Disaster highlights shoddy materials
Building industry players are calling for a review over noncompliant building products in the wake of London’s tragic Grenfell Tower blaze.
At least 79 people are now feared dead in the Grenfell Tower apartment block fire last week, and news reports indicate the building’s highly flammable cladding may not have complied with the building code.
Building Industry Federation chief executive Bruce Kohn said that while New Zealand had moved to tighten fire safety standards a few months ago, there were still non-compliant building products of all kinds entering the country ‘‘unchecked’’.
Below-standard products included window, shower and balustrade glass, PVC piping for internal and external drainage, claddings, electrical wiring, taps and plumbing fittings and aluminium framing.
Non-conforming products were costing the country an estimated $92 million every year, in terms of enforcement and replacement on building sites, Kohn said.
‘‘We have the New South Wales Government reconsidering the state’s building safety measures with ‘a sense of urgency’ and the Queensland Government promising to redraft its building laws this year, specifically because of a surge of non-conforming products into the Australian market.’’
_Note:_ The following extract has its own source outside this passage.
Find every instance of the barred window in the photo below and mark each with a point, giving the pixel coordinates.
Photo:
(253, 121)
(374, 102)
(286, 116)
Kohn said good merchants and established importers were on the lookout for non-compliant products, but ‘‘entrepreneurial traders, and cowboy builders and tradesmen’’ were at risk of substituting specified materials with low-cost alternatives.
This had been at the heart of a Melbourne apartment fire in 2014 where the wrong cladding was used.
It was difficult for building inspectors to identify noncompliant products once in place, and Australia’s move to consider some form of protection at the border was an idea worth considering, Kohn said.
Poor-quality products have also struck the steel and plumbing industries, with reports of flexible braided hoses bursting, and investigations being conducted by the Commerce Commission into steel mesh testing.